Das war noch nicht alles. Sowohl Sydneys Haltung, als auch sein Tonfall ließen das deutlich werden. Trotz dieser Erkenntnis nickte Miss Parker nur.

"Merkwürdig - wieso überrascht mich das gar nicht? Ich nehme an, Sie wissen schon, was mir mit ihm passiert ist?"

Auch Sydney nickte nur, drehte sich aber wieder zu ihr um.

"Ich bin mir nicht sicher, was mit ihm los ist. Das da unten ist nicht der Jarod, den Sie mal gekannt haben. Er zieht irgend eine verrückte Nummer ab. Warum, weiß ich nicht, und es kümmert mich auch nicht. Was mich betrifft, kann Raines mit ihm machen, was er will."

"Miss Parker!" Echtes Entsetzen ließ Sydneys Stimme vibrieren. "Das meinen Sie nicht ernst."

"So ernst wie das, was er zu mir gesagt hat", antwortete sie, ohne sich selbst damit zu überzeugen.

Sydney sah sie eindringlich an.

"Sie haben gesagt, daß Jarod uns etwas vorspielt?"

"Kommen Sie, Syd, das wissen Sie so gut wie ich. Ich..."

Ein Klopfen an der Tür unterbrach sie.

"Ja?" fragte Sydney automatisch.
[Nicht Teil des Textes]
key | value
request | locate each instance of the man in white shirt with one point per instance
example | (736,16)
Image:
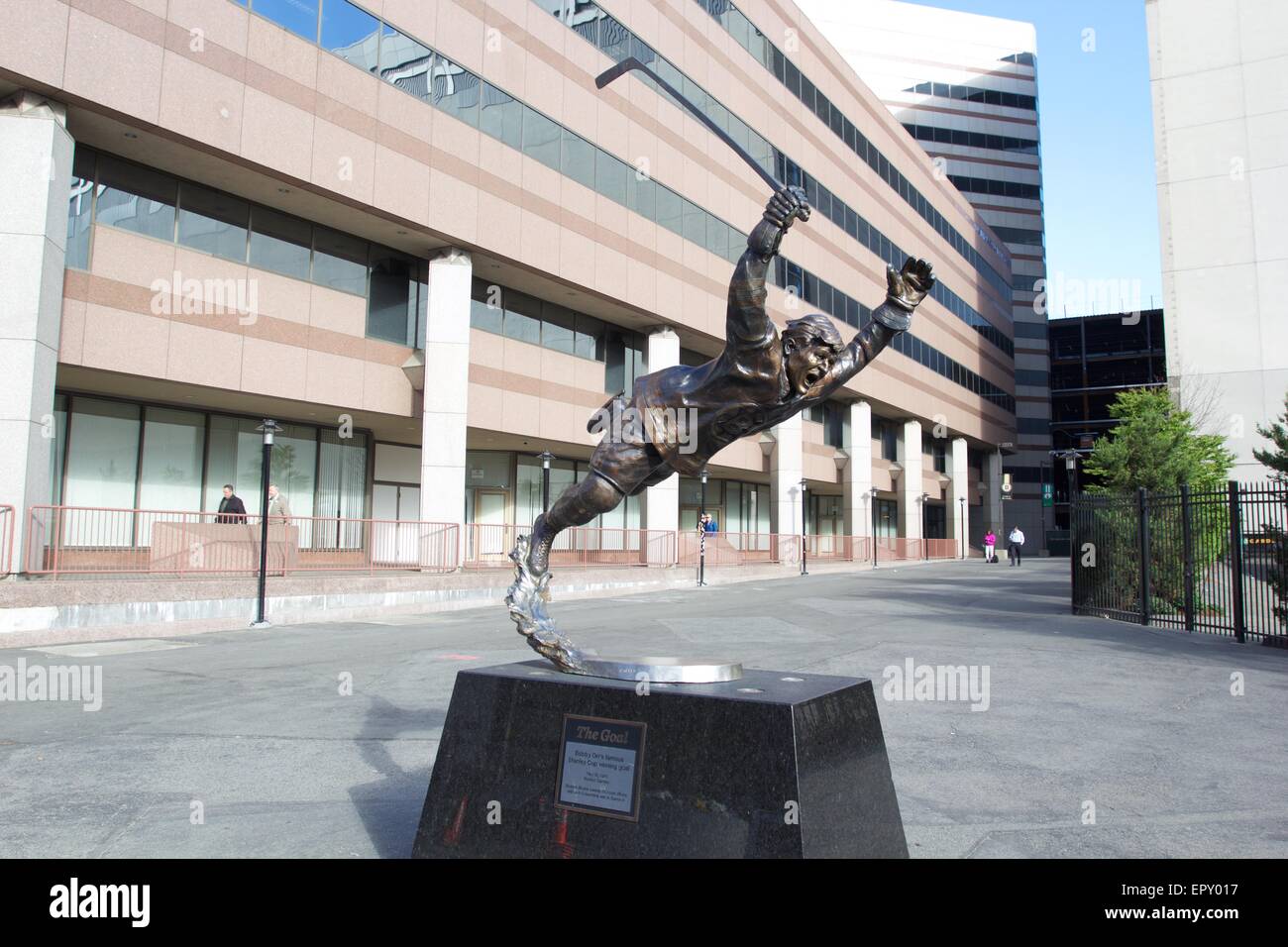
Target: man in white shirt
(1017,544)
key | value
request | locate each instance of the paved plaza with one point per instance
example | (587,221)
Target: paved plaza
(244,744)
Willie, Raines' persönlicher Sweeper, kam herein. Seine Verbände erinnerten Miss Parker unwillkürlich an Sams Schilderungen.
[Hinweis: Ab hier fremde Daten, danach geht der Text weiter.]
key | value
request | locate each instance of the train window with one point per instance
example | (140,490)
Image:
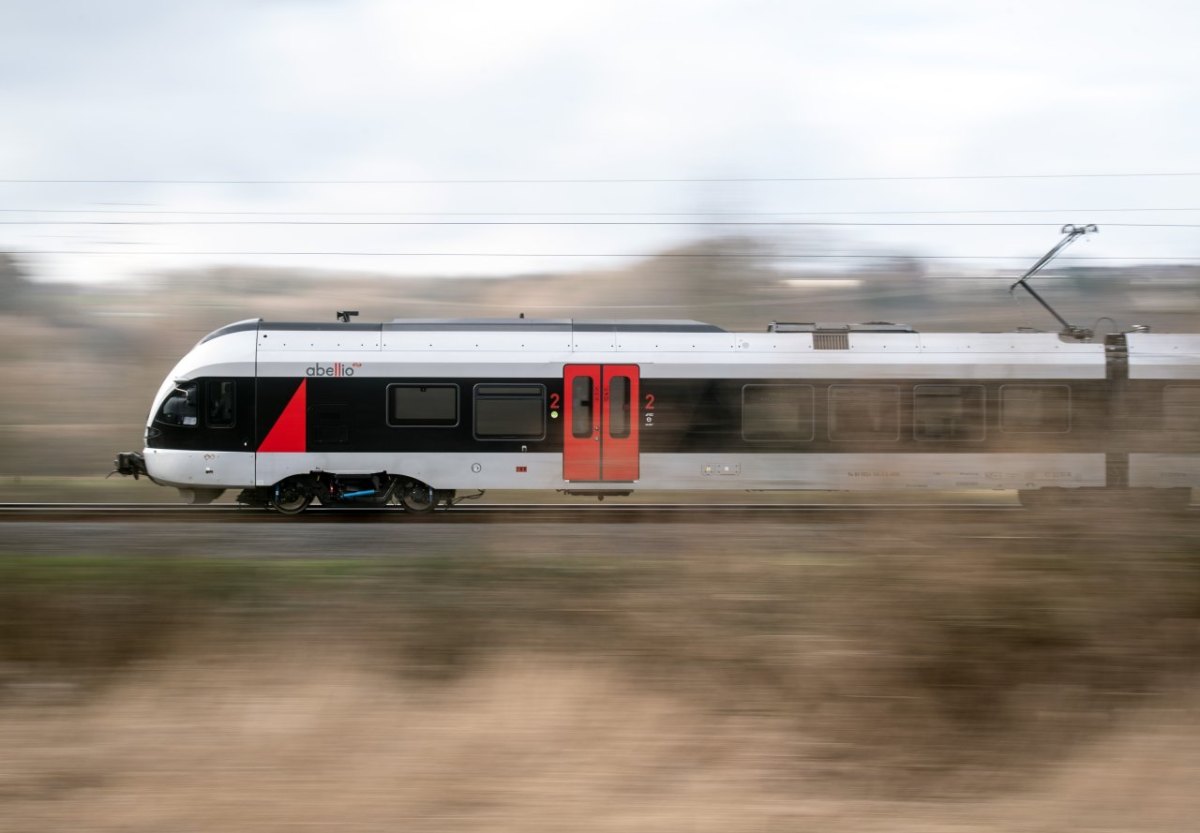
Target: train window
(1181,409)
(423,406)
(179,407)
(1035,408)
(510,412)
(618,407)
(220,409)
(864,412)
(777,413)
(948,412)
(581,407)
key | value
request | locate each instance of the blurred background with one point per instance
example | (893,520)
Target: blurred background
(168,169)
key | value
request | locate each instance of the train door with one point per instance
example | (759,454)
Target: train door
(600,423)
"Miss Parker, Mr. Raines möchte, daß Sie unverzüglich hinunter zu Jarod kommen", informierte er sie.

Sie starrte ihn an, für ein paar Sekunden sprachlos.

"Nein", stellte sie dann fest.

"Mr. Raines würde nur ungern Ihren Vater in die Sache hineinziehen."

Miss Parker holte tief Luft, besann sich aber eines besseren. Ihren Zorn an Willie zu verschwenden, war sinnlos; sie würde ihn sich lieber für Raines aufheben.

"Ich komme", sagte sie gepreßt. Was hatte Raines jetzt schon wieder vor? Und wieso wollte er, daß ausgerechnet sie zu Jarod kam?

Willie wandte sich zum Gehen, während Miss Parker mit einem trockenen Lächeln zu Sydney sah.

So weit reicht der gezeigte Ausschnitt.